NASSAU, BAHAMAS – The completion of the government’s Family Relief Center on Abaco has been delayed until next year, according to Iram Lewis, Minister of State for Disaster Preparedness, Management and Reconstruction.
Lewis was a guest on Miami’s Community Newspapers talk show with South Miami business owner and philanthropist, Gabriel Stunna Varona, on Friday.
The minister discussed the impacts of Hurricane Dorian – which devastated parts of Grand Bahama and Abaco – and the government’s plans for recovery and restoration in the storm-ravaged areas.
The Category 5 storm left thousands displaced, with hundreds still missing and at least 70 dead – though officials project the death count to be “staggering”.
“We are looking at the first family relief center being finished within the start of the first quarter of next year,” Lewis revealed on the Florida-based talk show.
“Part of our projection was to have it done by the end of December, however there are certain challenges that were unforeseen, so we had to make some adjustments to the infrastructure, design and installation.
“What we want to do, we don’t have money to throw away, so the infrastructure we are putting in, we are designing it in such a way that when the temporary housing gets removed, we can now make it a permanent subdivision because the waters lines, the electrical lines and supplies will already be in position and it’s designed where it can be transformed from a temporary family relief center to a permanent subdivision.”
Lewis went on to note that the government would be looking at different models for Grand Bahama.
“We are looking for existing structures that perhaps can be repaired,” the Central Grand Bahama MP continued.
“Persons are looking at bringing in RVs that they can park on their properties while they are reconstructing.
“We are looking at perhaps some containerized homes. We have to look for resilience because we realize that we won’t be able to construct these neighborhoods prior to the next Hurricane season.”
Dorian, which was labeled the strongest storm on record to hit the Northwest Bahamas, pummeled into Grand Bahama and Abaco on September 1 – 3, packing maximum sustained winds at 185 mph, gusts over 220 mph and storm surges 18 to 23 feet above normal tide levels and higher destructive waves.
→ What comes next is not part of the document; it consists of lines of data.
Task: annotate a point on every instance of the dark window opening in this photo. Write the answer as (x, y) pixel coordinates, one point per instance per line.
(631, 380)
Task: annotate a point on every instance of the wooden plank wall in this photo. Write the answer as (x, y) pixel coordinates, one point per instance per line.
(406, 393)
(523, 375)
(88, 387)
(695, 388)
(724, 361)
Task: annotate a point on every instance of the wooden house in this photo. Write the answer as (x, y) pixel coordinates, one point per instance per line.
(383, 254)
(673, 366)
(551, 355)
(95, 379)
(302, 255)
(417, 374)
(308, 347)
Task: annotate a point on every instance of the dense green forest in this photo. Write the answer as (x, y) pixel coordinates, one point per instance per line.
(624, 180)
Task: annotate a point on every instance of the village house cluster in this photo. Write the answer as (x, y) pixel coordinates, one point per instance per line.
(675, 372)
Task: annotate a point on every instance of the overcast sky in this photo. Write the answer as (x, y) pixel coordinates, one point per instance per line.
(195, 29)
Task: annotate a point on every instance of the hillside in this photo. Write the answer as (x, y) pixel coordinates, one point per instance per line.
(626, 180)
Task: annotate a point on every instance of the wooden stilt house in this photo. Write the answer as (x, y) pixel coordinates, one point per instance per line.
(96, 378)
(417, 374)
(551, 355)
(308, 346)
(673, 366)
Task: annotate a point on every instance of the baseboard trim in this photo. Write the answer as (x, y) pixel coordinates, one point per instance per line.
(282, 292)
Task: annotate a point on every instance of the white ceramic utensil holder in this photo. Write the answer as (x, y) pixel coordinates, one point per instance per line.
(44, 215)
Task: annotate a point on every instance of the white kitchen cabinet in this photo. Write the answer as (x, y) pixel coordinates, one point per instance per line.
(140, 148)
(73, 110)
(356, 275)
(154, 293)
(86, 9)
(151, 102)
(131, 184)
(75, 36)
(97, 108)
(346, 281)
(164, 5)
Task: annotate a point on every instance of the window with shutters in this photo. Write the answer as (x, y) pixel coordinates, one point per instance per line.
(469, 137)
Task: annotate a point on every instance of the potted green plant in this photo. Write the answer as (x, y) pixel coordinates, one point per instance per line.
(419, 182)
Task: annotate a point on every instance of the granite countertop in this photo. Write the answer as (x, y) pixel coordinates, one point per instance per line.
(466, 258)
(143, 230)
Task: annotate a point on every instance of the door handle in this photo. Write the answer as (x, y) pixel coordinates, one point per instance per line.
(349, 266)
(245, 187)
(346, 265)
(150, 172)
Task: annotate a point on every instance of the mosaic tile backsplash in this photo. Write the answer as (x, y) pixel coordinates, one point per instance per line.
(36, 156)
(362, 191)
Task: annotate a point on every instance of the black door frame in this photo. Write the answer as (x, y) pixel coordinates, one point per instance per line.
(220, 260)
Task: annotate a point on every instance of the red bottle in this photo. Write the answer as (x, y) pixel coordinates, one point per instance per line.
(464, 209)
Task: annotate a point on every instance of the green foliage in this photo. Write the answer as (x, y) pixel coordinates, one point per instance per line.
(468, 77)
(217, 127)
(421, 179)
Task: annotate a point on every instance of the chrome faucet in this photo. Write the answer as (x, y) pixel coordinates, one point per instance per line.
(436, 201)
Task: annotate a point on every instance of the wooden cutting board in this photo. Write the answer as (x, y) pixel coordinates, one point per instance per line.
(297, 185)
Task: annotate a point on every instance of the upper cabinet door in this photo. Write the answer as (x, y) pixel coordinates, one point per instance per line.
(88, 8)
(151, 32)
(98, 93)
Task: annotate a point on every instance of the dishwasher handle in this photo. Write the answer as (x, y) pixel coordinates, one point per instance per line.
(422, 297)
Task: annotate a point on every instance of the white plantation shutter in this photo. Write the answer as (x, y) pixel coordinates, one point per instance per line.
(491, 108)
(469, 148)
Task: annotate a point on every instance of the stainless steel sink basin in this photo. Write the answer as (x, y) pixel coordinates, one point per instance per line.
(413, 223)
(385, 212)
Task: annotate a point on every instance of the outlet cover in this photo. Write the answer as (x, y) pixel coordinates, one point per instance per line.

After the storm, thousands of residents were evacuated from the islands to New Providence where they were living in shelters.
According to the Department of Social Services most recent report on November 24, there were 585 shelterees living at the Kendall G. L. Issacs Gymnasium and Bahamas Academy Gymnasium.
Minister of Social Services Frankie Campbell has said that the government plans to have the shelters decommissioned before Christmas.
Lewis on Friday underscored that the shelters remaining open are “disenfranchising” the Bahamas’ Sports Federation.
“One of the major needs right now is that we are moving, from shelter to dwelling, persons who want to get back in their home,” he said.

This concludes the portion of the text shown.